図表1-2-1 調達手続の基本的な流れ(一般競争契約の例)
そして、裁判所は、計算証明規則(昭和27年会計検査院規則第3号)に基づき支出計算書(官署分)とこれに係る証拠書類等を会計検査院に提出している。証拠書類としては、支出の決定の内容を明らかにした決議書の類、請求書、契約書等のほか、後述の検査調書等が提出されることとなっている。
会計法(昭和22年法律第35号)によると、売買、貸借、請負その他の契約を締結する場合においては、原則として一般競争に付さなければならないこととされているが、契約の性質又は目的が競争を許さない場合や、緊急の必要により競争に付することができない場合及び競争に付することが不利と認められる場合においては、政令の定めるところにより、随意契約によることとされている。また、契約に係る予定価格が少額である場合等においては、指名競争に付し又は随意契約によることができるとされている。そして、予算決算及び会計令(昭和22年勅令第165号。以下「予決令」という。)は、予定価格が少額であることを理由として随意契約によることができる場合として、予定価格が250万円を超えない工事又は製造をさせるとき、予定価格が160万円を超えない財産を買い入れるとき、予定賃借料の年額又は総額が80万円を超えない物件を借り入れるとき、工事又は製造の請負、財産の売買及び物件の貸借以外の契約でその予定価格が100万円を超えないものをするときなどと定めている。

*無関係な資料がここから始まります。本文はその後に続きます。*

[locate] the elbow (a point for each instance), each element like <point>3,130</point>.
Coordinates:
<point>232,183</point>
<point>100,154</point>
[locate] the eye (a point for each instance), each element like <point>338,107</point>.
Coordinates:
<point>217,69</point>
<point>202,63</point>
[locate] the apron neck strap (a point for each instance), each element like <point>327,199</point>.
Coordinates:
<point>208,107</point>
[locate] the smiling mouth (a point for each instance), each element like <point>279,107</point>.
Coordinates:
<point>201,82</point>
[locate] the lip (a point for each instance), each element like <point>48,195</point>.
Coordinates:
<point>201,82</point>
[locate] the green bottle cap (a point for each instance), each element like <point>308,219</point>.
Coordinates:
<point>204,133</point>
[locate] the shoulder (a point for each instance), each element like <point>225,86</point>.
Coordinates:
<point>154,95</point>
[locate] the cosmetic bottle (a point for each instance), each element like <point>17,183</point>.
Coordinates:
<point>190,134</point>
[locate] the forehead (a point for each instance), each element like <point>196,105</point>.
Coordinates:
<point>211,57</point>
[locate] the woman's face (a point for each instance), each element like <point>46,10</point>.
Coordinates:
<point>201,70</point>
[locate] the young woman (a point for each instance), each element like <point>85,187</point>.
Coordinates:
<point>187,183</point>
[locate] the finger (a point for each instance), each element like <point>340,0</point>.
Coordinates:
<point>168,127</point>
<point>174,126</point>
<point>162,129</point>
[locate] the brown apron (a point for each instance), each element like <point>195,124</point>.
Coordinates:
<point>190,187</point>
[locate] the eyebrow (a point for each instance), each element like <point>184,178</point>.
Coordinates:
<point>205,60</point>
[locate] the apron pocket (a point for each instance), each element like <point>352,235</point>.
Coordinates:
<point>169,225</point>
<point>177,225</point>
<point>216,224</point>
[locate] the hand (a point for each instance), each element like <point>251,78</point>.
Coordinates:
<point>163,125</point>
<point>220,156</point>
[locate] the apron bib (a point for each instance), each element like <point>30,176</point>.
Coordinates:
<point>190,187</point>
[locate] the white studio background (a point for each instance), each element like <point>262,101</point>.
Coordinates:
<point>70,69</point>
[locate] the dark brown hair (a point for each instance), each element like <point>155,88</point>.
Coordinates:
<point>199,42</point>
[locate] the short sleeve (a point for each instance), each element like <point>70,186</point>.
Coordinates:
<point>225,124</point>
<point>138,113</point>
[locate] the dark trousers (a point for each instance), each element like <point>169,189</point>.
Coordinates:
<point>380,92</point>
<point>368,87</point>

また、予決令によると、契約担当官等は、随意契約によろうとするときは、なるべく2人以上の者から見積書を徴さなければならないこととされている。
会計法によると、契約担当官等は、請負契約又は物件の買入れその他の契約については、自ら又は補助者に命じて、その受ける給付の完了の確認をするため必要な検査をしなければならないこととされている。そして、予決令によると、契約担当官等又は契約担当官等から検査を命ぜられた補助者等は、検査を完了した場合においては、原則として、検査調書を作成しなければならないこと、検査調書を作成すべき場合においては、当該検査調書に基づかなければ、支払をすることができないこととされている。

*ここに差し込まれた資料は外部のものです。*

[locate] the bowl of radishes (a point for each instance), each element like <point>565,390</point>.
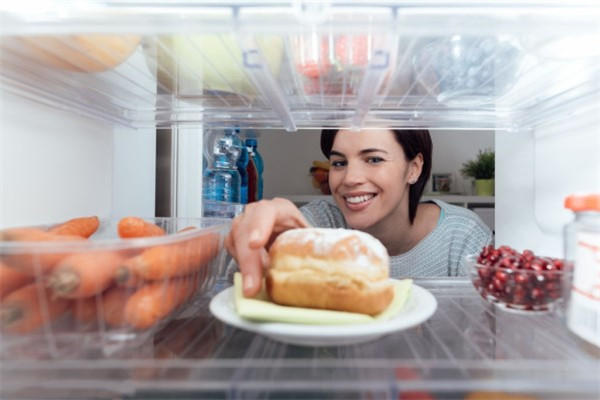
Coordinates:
<point>522,282</point>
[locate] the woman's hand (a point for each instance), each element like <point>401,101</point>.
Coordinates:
<point>253,231</point>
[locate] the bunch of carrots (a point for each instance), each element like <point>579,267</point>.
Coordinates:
<point>135,288</point>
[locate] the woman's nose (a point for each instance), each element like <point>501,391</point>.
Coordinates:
<point>354,175</point>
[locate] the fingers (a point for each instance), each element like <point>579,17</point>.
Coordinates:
<point>253,231</point>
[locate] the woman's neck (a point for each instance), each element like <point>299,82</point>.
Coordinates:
<point>398,235</point>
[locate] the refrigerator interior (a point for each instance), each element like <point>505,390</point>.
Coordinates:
<point>77,143</point>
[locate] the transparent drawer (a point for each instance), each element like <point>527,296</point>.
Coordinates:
<point>104,293</point>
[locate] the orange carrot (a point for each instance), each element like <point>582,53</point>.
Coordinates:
<point>151,303</point>
<point>85,311</point>
<point>84,274</point>
<point>40,258</point>
<point>125,275</point>
<point>25,310</point>
<point>178,259</point>
<point>113,305</point>
<point>131,227</point>
<point>84,227</point>
<point>25,235</point>
<point>12,279</point>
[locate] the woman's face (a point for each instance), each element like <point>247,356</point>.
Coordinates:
<point>369,177</point>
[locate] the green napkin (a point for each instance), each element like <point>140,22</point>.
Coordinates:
<point>260,308</point>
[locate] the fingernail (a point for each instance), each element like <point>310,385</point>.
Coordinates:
<point>255,235</point>
<point>248,282</point>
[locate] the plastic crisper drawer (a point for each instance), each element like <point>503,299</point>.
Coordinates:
<point>95,296</point>
<point>466,350</point>
<point>471,65</point>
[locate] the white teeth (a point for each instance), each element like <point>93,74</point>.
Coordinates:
<point>359,199</point>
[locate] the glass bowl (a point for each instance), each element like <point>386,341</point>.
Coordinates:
<point>539,287</point>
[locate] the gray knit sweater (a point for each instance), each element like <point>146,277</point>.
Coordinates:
<point>459,232</point>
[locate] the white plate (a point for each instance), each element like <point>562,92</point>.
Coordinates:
<point>419,307</point>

また、契約事務取扱規則(昭和37年大蔵省令第52号)において、検査調書の作成を省略することができるのは、請負契約又は物件の買入れその他の契約に係る給付の完了の確認のための検査であって、当該契約金額が200万円を超えない契約に係るものである場合とされている。各裁判所は、この検査調書の作成を省略することができる場合においても、「会計事務簡素化のための法令の実施について」(昭和55年蔵計第2252号)に基づき、検査の実施を明らかにするために支出決定決議書又は請求書に検査確認年月日を付記して、検査を担当した者が押印することとしている。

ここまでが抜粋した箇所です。